Um Christi Geburt drangen die Römer über die Alpen gegen Norden vor und überzogen die eroberten Gebiete mit einem dichten Straßennetz. Eine Nebenlinie der bekannten Via Claudia Augusta legten sie über den Brennerpass und das Wipptal zum Bergiselsattel am heutigen Sonnenburgerhof an und von dort – dem Hohlweg entsprechend – hinunter in die Ebene am Fuß des Bergisels. Dort errichteten sie eine Straßenstation, die sie Veldidena nannten. Der Name geht auf die vorrömische Bevölkerung zurück, seine Bedeutung ist unklar. Von Veldidena setzte sich die Nebenlinie der Via Claudia Augusta über Zirl, damals Teriolis, und den Seefelder Sattel nach Augsburg fort; eine weitere Straße querte die Sill bei Veldidena auf der pons sulle, der Sillbrücke, und führte, in etwa der heutigen Wiesengasse entsprechend, gegen Osten.

Um das Jahr 300 bauten die Römer Veldidena zum befestigten Kastell aus, mit Mauern, Wehrtürmen und lang gestreckten Hallen, die als Lager und Soldatenquartiere dienten. Das Kastell lag nördlich des heutigen Stifts; außerhalb, gegen Westen hin, standen die Häuser der Zivilbevölkerung. Dort lebte im 1. Jahrhundert die älteste namentlich bekannte Wiltenerin, eine gewisse Secundina. Ihr hatte ein unbekannter Dieb zwei Rinder gestohlen, worauf sie in ein kleines bleiernes Täfelchen die Bitte an die Götter ritzte, den Dieb zu fassen und vor Gericht zu bringen. Auch dieses Fluchtäfelchen kann im Ferdinandeum bestaunt werden.

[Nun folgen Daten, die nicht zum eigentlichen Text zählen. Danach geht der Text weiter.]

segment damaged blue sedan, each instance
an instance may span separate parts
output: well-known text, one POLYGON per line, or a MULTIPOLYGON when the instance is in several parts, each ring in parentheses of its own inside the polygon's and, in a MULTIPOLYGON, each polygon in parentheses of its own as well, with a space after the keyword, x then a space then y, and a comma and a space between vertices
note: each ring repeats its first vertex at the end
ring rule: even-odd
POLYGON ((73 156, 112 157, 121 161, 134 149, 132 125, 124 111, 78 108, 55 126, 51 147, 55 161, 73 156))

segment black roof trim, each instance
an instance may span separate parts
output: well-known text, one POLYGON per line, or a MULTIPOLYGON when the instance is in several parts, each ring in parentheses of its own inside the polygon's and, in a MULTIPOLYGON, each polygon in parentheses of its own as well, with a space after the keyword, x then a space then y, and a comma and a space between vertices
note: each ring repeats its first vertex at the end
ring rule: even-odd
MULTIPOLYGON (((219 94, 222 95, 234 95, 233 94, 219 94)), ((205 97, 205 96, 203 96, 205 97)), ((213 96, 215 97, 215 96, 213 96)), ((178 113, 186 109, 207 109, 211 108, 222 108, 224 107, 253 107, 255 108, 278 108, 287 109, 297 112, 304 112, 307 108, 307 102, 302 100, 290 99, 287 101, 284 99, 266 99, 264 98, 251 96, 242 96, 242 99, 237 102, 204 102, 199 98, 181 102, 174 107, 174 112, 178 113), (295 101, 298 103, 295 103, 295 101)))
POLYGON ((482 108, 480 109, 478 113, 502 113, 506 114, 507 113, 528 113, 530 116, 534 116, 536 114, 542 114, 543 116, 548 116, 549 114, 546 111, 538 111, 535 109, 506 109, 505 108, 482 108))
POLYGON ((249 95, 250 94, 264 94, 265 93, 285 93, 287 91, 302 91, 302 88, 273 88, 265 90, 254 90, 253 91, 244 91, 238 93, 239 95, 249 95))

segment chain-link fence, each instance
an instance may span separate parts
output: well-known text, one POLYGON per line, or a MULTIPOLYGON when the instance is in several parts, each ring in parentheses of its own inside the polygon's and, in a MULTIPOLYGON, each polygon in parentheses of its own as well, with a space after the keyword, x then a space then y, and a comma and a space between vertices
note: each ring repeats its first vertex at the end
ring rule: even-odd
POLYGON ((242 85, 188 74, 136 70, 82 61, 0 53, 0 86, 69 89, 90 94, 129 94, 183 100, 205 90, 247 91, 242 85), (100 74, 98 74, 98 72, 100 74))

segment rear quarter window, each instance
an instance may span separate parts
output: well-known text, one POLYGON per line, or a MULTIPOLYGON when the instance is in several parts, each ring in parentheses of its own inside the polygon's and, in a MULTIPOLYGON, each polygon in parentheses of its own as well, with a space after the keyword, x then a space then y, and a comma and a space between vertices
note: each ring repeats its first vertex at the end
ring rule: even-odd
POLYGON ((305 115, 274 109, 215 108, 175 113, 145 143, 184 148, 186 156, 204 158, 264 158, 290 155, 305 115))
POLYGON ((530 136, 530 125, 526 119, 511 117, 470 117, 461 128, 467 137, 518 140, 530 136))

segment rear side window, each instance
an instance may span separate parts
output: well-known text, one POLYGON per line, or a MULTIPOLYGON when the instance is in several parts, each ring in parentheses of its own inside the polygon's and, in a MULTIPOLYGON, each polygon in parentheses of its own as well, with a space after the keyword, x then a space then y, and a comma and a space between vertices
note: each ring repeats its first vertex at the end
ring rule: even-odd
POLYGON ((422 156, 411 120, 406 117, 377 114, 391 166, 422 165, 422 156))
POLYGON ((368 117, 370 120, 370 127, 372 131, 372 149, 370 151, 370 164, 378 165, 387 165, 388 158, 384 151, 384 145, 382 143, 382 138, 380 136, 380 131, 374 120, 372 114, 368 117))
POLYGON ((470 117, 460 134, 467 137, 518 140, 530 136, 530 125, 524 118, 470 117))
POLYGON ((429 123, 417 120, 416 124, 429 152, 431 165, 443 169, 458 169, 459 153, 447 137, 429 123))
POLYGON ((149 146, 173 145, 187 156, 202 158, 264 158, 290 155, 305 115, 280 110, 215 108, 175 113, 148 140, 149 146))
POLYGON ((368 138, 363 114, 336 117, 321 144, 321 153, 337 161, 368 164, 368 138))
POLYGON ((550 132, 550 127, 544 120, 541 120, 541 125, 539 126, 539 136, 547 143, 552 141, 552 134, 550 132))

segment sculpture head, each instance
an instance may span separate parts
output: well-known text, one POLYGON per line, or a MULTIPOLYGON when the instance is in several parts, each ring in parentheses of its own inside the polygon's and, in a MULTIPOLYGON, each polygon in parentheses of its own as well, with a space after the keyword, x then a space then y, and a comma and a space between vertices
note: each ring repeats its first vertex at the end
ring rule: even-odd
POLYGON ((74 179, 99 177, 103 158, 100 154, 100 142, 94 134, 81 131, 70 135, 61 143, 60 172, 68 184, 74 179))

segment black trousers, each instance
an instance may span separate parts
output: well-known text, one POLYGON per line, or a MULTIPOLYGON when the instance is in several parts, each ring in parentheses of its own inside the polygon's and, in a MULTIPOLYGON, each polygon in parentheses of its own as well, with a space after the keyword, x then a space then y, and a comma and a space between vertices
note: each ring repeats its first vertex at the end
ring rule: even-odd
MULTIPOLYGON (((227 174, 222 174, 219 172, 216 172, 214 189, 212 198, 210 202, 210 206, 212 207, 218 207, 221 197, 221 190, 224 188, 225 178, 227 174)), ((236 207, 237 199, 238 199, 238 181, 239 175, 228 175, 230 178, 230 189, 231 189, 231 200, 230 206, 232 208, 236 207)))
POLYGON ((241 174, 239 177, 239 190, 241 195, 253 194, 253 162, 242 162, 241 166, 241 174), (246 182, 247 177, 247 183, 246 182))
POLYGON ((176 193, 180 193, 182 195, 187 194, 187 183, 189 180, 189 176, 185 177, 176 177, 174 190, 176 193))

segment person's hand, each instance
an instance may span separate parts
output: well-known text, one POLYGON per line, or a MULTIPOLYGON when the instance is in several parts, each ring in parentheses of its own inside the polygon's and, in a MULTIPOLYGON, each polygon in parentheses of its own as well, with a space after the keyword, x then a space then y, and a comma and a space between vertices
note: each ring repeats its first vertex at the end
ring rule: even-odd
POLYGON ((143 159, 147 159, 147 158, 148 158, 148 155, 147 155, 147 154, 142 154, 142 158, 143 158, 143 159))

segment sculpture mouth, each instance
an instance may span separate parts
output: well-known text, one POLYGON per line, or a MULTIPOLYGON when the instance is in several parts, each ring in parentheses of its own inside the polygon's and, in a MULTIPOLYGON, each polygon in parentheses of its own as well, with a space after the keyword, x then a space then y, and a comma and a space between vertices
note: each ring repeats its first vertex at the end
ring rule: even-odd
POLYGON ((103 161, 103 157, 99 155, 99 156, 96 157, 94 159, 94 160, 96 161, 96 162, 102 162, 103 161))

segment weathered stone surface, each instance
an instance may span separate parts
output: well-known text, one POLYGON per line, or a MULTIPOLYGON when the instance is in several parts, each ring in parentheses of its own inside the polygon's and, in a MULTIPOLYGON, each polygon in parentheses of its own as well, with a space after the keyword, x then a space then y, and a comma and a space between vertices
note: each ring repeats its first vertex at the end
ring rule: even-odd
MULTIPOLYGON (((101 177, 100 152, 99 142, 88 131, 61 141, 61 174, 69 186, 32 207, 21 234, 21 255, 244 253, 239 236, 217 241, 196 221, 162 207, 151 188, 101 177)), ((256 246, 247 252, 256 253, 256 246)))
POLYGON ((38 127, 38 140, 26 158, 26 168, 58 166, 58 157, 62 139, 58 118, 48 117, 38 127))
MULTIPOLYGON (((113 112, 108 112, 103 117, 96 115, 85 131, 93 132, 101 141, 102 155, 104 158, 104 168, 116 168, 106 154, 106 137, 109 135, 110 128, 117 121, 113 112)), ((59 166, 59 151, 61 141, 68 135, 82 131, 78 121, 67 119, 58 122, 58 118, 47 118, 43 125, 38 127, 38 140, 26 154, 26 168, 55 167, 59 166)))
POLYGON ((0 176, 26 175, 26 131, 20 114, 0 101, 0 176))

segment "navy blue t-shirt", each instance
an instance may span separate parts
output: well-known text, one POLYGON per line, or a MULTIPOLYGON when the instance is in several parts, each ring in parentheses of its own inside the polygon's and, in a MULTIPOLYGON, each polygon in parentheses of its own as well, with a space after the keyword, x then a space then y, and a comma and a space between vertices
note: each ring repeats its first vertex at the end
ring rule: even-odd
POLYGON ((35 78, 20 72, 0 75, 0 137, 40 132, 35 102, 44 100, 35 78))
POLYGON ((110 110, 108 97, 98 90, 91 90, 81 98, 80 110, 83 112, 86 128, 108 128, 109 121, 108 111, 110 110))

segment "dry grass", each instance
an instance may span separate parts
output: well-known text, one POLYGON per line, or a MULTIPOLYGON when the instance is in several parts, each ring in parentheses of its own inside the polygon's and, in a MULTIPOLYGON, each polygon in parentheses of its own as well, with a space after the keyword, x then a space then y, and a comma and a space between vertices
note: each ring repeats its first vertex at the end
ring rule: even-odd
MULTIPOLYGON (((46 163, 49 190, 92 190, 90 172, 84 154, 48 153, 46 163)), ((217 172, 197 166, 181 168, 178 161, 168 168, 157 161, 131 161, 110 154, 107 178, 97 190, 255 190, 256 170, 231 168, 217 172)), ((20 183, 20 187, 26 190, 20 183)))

Mit den Römern kam das Christentum nach Veldidena. Die Gründungslegende der Basilika wusste davon schon lange zu berichten, die Wissenschaft bestätigte es in den 1990er Jahren, als Grabungen zeigten, dass die Wiltener Basilika tatsächlich auf frühchristlichen Fundamenten des 5. Jahrhunderts steht. Vermutlich handelt es sich dabei um die bei Bischof Gregor von Tours im 6. Jahrhundert erwähnte Laurentiuskirche.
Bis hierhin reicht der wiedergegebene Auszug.